Havia espelhos em algumas partes daquele salão e me vi caminhando até eles, no silêncio, ouvindo apenas o som do tecido de minha saia farfalhando em meus pés. Fiquei observando meu reflexo. A roupa não era mais de guerra, era de um tecido mais leve para a primavera. Meu rosto estava abatido, mas minhas tranças ainda contavam orgulhosas as minhas vitórias, e meus olhos lilases brilhavam com uma alegria muito rara. Então, de repente, fazendo meu peito doer de emoção, vi um reflexo de outro rosto ali, com os mesmos traços valirianos, um rosto inocente, pequenino e delicado como a porcelana mais fina de um rei.
— Mamãe?
Eu me virei e lá estava ela, com os olhinhos arregalados e a boca aberta como quem vê um fantasma. Rhaella usava um adorável vestido turquesa que a deixaria parecida com uma pequena dama se não estivesse descalça e com as bochechas sujas do sumo de alguma fruta amarela. Mal havia completado quatro dias de seu nome e diziam que era a princesa mais linda que aquele mundo já vira. Eu não discordava, mas para mim ainda era apenas o meu bebê dragão, minha criança travessa, a alegria da minha alma.
Me abaixei quando ela correu para mim e senti seu corpo atirando-se contra o meu. Era como segurar um passarinho, muito leve e com tendências a voar. Tinha cheiro de terra, de limões frescos e flores selvagens.
Eu me levantei com ela agarrada ao meu pescoço e beijei sem parar suas bochechas macias, sentindo o açúcar grudento da fruta na pele dela. Rhaella parecia rir e chorar dentro do meu abraço, ou talvez fosse eu que ria e chorava. Tenho certeza de que meu rosto estava molhado, pois meus olhos ardiam. Há quanto tempo será que eu estava chorando?

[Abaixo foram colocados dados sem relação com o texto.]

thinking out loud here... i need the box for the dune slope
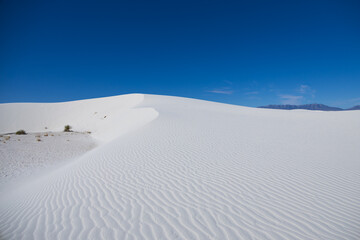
[0,94,360,240]
[0,94,158,142]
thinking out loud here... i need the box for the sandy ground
[0,94,359,240]
[0,132,97,186]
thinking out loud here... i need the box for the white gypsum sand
[0,94,359,239]
[0,132,97,187]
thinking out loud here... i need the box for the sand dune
[0,94,359,239]
[0,94,158,142]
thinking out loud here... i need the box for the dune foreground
[0,94,360,239]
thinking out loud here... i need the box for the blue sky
[1,0,359,108]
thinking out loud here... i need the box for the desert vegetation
[16,130,27,135]
[64,125,72,132]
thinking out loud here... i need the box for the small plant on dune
[64,125,72,132]
[16,130,26,135]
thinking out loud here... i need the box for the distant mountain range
[347,105,360,110]
[258,104,360,111]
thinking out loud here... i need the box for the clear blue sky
[1,0,359,108]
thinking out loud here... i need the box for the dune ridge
[1,94,360,239]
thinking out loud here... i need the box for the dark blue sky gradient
[1,0,360,107]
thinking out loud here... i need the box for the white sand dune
[0,94,360,239]
[0,94,158,142]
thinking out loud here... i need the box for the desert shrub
[16,130,26,135]
[64,125,72,132]
[44,133,48,136]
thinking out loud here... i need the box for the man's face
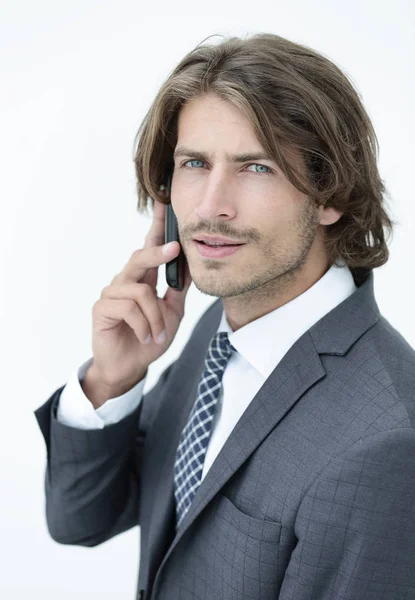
[171,92,322,299]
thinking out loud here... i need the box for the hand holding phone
[83,195,192,406]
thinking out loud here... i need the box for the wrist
[81,365,147,409]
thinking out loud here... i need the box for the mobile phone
[164,166,186,290]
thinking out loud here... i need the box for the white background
[1,0,414,598]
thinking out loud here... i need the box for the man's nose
[194,173,237,220]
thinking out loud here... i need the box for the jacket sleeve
[34,360,176,547]
[278,427,415,600]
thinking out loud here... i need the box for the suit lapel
[147,269,380,596]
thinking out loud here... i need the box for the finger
[100,283,167,341]
[94,298,152,345]
[144,197,167,249]
[114,241,180,284]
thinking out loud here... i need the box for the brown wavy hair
[133,32,396,283]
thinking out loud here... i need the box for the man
[34,33,415,599]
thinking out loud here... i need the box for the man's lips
[193,235,245,245]
[193,240,245,258]
[196,241,243,246]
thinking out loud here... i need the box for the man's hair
[133,32,395,282]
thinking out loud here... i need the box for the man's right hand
[85,196,192,404]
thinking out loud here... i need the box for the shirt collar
[217,262,357,379]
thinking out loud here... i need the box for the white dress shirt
[57,262,357,482]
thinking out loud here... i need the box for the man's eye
[182,159,205,169]
[245,164,272,174]
[181,160,272,175]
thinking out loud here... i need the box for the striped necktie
[173,331,236,529]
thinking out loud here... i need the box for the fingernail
[144,333,152,344]
[156,330,166,344]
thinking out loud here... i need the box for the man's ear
[319,205,344,226]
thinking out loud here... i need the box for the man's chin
[191,278,225,298]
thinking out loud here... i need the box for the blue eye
[245,164,271,174]
[181,159,272,175]
[183,159,205,169]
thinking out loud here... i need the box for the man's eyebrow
[173,146,275,163]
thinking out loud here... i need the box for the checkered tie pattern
[173,331,236,529]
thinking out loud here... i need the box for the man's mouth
[197,240,243,247]
[194,240,245,258]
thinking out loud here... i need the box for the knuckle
[100,285,111,298]
[92,300,101,315]
[125,299,139,314]
[138,283,155,299]
[131,248,142,261]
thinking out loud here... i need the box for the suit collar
[309,269,380,354]
[215,267,378,357]
[218,262,358,379]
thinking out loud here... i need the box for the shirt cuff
[56,357,146,429]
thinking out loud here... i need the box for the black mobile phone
[164,167,186,290]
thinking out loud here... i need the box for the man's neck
[223,261,331,332]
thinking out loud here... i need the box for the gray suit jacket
[34,269,415,600]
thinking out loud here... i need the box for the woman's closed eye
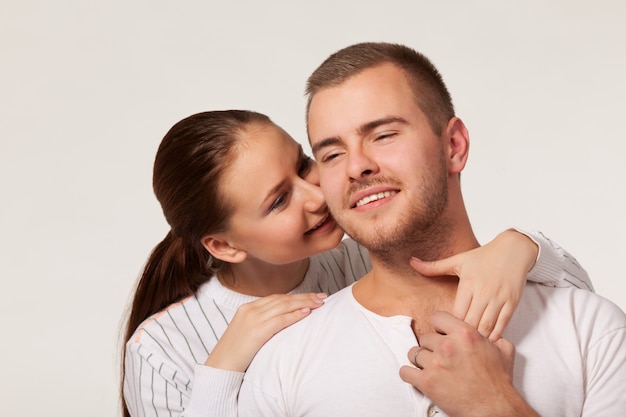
[269,192,289,213]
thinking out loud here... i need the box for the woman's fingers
[473,299,501,338]
[410,255,459,277]
[412,230,530,339]
[457,284,516,339]
[488,302,515,341]
[242,292,327,318]
[411,255,470,321]
[206,293,328,372]
[243,293,327,333]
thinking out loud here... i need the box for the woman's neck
[218,258,311,297]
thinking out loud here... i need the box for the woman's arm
[124,340,192,416]
[521,229,593,291]
[183,366,245,417]
[124,293,325,417]
[204,293,326,372]
[410,229,593,341]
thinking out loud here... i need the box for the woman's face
[219,122,344,265]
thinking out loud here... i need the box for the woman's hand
[204,292,327,372]
[410,229,538,341]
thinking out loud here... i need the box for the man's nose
[347,148,379,180]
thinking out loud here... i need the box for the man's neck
[352,262,457,336]
[352,224,479,336]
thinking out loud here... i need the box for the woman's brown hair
[120,110,272,417]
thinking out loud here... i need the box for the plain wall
[1,1,624,416]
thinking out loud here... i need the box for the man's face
[307,63,450,254]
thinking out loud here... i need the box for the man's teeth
[355,191,397,208]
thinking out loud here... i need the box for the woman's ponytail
[120,230,210,417]
[120,110,272,417]
[123,230,209,344]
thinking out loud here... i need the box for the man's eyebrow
[311,137,341,156]
[357,116,408,136]
[311,116,408,155]
[311,117,408,156]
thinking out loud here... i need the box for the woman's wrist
[503,228,539,272]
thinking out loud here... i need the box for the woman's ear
[201,235,247,264]
[444,117,470,175]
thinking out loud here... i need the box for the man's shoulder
[520,282,626,329]
[312,283,359,316]
[297,284,356,325]
[527,282,622,308]
[261,285,356,346]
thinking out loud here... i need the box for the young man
[237,42,626,416]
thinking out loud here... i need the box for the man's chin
[342,225,399,252]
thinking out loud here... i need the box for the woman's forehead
[222,124,301,198]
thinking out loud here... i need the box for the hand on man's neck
[351,220,480,336]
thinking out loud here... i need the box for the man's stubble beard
[337,158,450,273]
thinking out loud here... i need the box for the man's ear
[201,235,247,264]
[444,117,470,175]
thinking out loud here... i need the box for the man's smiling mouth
[354,191,398,208]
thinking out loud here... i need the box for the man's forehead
[308,69,415,146]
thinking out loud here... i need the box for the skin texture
[308,62,540,416]
[205,292,328,371]
[200,118,536,377]
[202,122,345,372]
[399,312,538,417]
[202,122,344,296]
[411,229,537,341]
[309,66,454,265]
[123,110,554,417]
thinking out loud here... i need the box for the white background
[1,1,624,416]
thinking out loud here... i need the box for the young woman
[121,110,592,417]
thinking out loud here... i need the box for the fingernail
[316,293,328,299]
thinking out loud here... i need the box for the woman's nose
[301,178,326,213]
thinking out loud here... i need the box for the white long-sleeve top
[123,231,593,417]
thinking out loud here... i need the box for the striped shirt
[123,233,592,417]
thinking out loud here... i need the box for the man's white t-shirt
[238,282,626,416]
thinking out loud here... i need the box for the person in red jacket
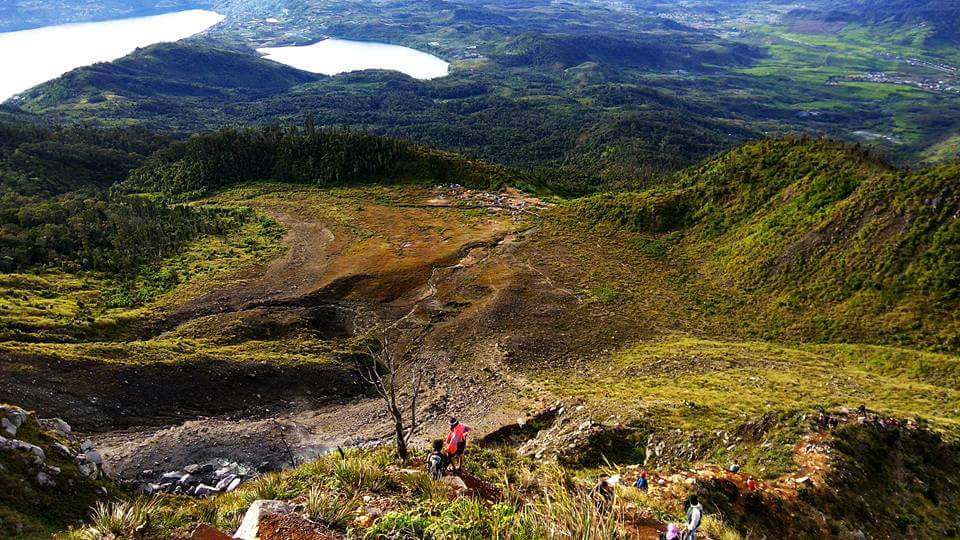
[445,417,470,472]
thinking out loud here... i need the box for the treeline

Então a imagem dele surgiu de uma daquelas portas. Jon, meu amado lobo de olhar vil. Seria amedrontador se eu não conhecesse seu coração. Ele veio andando em nossa direção, com passos pesados e ansiosos. O rosto ainda continha traços das guerras passadas, e seus cabelos negros ainda caíam sobre sua face de maneira sombria. Porém, não havia ninguém naquele mundo que me lançasse um olhar mais amável.
— Papai disse que você vinha. — A voz de meu bebê saiu abafada em meu pescoço — Eu esperei todo dia, mamãe... todo dia.

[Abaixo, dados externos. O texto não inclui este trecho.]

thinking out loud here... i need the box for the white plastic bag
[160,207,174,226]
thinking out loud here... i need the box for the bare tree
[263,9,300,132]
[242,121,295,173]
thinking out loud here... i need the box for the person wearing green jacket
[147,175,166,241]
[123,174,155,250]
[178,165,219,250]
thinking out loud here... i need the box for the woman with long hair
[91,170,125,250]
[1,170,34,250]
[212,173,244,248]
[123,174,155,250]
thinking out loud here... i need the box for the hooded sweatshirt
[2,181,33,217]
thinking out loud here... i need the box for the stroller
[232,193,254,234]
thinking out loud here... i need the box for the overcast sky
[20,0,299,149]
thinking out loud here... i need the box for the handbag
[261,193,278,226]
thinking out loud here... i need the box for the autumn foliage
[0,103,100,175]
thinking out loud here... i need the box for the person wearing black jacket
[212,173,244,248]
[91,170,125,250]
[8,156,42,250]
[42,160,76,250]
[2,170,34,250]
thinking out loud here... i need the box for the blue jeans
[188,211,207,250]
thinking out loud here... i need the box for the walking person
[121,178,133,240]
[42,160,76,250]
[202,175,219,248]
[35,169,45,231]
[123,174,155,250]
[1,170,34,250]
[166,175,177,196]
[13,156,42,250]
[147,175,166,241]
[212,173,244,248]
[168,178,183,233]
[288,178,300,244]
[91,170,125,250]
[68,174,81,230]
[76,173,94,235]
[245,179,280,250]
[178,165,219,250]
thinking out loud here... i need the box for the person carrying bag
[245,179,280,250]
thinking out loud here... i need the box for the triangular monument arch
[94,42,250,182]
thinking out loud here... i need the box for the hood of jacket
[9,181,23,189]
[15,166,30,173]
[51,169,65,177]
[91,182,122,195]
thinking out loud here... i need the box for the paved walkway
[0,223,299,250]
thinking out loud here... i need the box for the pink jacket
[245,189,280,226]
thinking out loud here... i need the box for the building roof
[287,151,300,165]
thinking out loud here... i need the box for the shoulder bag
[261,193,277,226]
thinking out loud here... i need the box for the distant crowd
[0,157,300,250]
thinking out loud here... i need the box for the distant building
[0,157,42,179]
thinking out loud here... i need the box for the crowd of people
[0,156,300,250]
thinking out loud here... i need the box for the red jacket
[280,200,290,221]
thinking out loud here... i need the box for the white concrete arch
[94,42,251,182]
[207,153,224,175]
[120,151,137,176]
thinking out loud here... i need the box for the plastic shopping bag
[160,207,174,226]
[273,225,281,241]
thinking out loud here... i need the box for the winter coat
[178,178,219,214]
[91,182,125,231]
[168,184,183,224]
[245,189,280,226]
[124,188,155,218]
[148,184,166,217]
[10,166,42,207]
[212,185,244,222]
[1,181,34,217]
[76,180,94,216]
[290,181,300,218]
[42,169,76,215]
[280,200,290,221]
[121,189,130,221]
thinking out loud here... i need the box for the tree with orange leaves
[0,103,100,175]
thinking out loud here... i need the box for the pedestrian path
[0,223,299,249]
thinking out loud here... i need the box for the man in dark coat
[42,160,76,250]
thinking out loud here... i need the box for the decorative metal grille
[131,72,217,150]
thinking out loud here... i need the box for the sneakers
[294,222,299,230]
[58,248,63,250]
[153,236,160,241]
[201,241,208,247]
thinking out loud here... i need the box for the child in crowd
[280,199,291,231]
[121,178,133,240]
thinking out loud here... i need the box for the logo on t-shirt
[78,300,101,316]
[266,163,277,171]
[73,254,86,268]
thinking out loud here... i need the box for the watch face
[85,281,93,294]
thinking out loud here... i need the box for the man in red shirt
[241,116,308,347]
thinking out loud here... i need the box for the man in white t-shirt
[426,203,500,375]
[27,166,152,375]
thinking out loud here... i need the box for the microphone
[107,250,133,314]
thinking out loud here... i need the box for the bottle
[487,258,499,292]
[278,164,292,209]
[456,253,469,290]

— Ele estava certo, não é? — Eu ri, engolindo as lágrimas de volta.
Jon sorriu para mim e seus olhos cinzentos e duros também estavam marejados. Mas ele não chorava nunca, pois havia aprendido a retornar para dentro suas emoções. Mas ele tocou meus braços e sua testa encostou na minha.
— Dany, minha rainha...
Meu corpo se arrepiou de saudade de sua voz.

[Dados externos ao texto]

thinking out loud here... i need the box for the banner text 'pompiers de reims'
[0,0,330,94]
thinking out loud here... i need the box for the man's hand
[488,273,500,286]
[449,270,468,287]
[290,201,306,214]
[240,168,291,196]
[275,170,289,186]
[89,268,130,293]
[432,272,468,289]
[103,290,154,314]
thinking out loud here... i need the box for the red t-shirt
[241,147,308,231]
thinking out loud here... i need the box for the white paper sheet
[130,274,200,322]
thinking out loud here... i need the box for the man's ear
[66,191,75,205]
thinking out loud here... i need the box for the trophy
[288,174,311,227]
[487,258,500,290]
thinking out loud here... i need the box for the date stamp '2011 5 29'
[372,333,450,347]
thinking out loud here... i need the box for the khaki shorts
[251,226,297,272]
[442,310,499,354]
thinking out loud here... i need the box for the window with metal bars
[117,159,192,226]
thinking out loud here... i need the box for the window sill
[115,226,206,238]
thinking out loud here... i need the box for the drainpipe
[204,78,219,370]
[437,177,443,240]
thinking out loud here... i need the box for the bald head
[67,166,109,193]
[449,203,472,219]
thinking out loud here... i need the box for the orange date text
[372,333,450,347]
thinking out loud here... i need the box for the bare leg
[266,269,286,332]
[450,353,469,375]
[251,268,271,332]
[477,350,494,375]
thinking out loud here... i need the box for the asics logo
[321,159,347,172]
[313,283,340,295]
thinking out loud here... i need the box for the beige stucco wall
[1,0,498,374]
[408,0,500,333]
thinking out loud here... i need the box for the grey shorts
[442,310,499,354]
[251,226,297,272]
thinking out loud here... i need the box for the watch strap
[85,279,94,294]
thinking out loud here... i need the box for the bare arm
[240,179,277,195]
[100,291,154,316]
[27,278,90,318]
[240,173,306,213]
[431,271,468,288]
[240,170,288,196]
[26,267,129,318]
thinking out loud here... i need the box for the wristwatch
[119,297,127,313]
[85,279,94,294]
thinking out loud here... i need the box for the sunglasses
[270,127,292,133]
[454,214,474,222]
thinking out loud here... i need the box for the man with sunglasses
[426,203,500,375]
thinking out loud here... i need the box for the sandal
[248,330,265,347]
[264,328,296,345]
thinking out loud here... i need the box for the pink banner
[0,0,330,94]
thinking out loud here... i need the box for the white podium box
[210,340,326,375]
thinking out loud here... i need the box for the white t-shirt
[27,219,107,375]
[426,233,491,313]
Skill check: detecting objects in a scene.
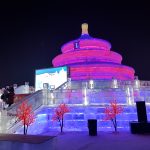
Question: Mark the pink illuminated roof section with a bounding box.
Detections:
[70,65,134,80]
[61,39,112,53]
[52,23,135,80]
[53,50,122,66]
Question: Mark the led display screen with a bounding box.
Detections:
[35,66,68,91]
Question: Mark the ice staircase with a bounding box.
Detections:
[15,103,150,134]
[0,90,47,133]
[14,105,138,134]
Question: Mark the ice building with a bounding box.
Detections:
[4,23,150,134]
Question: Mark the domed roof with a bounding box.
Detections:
[52,23,135,80]
[61,23,112,53]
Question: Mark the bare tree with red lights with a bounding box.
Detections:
[52,103,70,133]
[103,100,123,132]
[16,102,34,135]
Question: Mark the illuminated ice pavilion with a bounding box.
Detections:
[4,23,150,134]
[52,23,135,81]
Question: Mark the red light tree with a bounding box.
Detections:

— Você veio... — Ele parecia não acreditar — Eu pensei que demoraria.
— Eu já demorei demais, Jon... Demais...
Quando me beijou, não foi como os antigos beijos, sua boca foi paciente sobre a minha. Jon sabia que não precisávamos mais ter pressa, que as lutas haviam terminado e nós estávamos vivos. Assim que retirou os lábios dos meus lentamente, trocamos um tímido sorriso ao ver que Rhaella havia erguido a cabeça para nos olhar com curiosidade. Nós nunca nos beijávamos na frente dela nos breves encontros que tínhamos em Pedra do Dragão.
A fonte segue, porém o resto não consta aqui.